11 kwietnia Sejm rozpoczął czytanie projektów ustaw dotyczących przepisów aborcyjnych. Wśród nich znalazły się cztery propozycje: dwa pochodzące od Lewicy, jeden zgłoszony przez grupę posłów klubu KO oraz jeden projekt reprezentujący Trzecią Drogę. Przed godziną 19 debata się zakończyła, a dziś nastąpi głosowanie w ich sprawie.
Czy Sejm skieruje wszystkie projekty dotyczące liberalizacji przepisów antyaborcyjnych do dalszych prac? Koalicja rządowa nie jest jednomyślna. Lewica i KO deklarują, że poprą skierowanie wszystkich czterech dokumentów do prac w specjalnej komisji.
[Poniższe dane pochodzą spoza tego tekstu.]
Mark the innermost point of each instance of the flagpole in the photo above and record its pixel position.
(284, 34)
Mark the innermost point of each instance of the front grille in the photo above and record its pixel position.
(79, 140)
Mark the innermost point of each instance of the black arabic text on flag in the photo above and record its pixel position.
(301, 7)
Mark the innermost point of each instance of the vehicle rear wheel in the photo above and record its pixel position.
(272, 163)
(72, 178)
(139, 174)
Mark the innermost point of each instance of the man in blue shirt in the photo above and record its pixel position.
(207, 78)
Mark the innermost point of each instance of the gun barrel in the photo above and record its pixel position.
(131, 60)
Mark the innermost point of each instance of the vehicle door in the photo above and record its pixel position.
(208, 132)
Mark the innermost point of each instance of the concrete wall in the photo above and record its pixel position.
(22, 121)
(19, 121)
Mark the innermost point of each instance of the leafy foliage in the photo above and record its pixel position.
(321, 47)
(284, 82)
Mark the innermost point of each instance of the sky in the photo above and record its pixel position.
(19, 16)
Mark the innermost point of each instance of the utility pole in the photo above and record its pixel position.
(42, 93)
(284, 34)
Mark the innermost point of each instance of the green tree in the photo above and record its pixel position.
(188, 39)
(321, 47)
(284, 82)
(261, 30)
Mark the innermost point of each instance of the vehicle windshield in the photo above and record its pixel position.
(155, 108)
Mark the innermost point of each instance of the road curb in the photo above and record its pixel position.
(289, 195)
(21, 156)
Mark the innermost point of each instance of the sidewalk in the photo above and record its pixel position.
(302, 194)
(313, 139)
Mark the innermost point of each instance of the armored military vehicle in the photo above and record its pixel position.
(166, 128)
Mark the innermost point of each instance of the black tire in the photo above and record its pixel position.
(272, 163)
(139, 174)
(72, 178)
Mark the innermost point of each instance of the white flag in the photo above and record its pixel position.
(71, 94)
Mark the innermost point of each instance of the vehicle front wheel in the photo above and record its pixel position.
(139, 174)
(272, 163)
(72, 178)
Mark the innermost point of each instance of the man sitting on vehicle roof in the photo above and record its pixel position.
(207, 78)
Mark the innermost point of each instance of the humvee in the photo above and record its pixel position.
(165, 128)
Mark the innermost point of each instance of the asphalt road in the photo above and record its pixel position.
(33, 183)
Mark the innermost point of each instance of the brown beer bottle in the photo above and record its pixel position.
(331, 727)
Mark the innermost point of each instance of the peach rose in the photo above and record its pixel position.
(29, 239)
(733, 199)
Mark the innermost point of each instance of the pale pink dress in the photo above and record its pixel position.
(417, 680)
Inaczej jest w przypadku najbardziej konserwatywnych posłów PSL-u.
Cztery projekty
Jak zauważyła Dominika Długosz z „Newsweeka” podczas rozmowy w TOK FM, wiele rozstrzygnie się na samym początku piątkowych głosowań, gdy na pierwszy ogień pójdą dwa projekty Lewicy. Jeden z projektów częściowo depenalizuje aborcję oraz pomoc w niej, natomiast drugi umożliwia przerwanie ciąży do końca 12. tygodnia jej trwania. Pierwszy z nich to projekt zmian w kodeksie karnym. Jeżeli Lewica zobaczy, że idą do komisji, to projekt Trzeciej Drogi też przejdzie do komisji. Jeżeli Lewica zobaczy, że jej projekty lądują w koszu, to projekt Trzeciej Drogi też ląduje w koszu – mówiła dziennikarka.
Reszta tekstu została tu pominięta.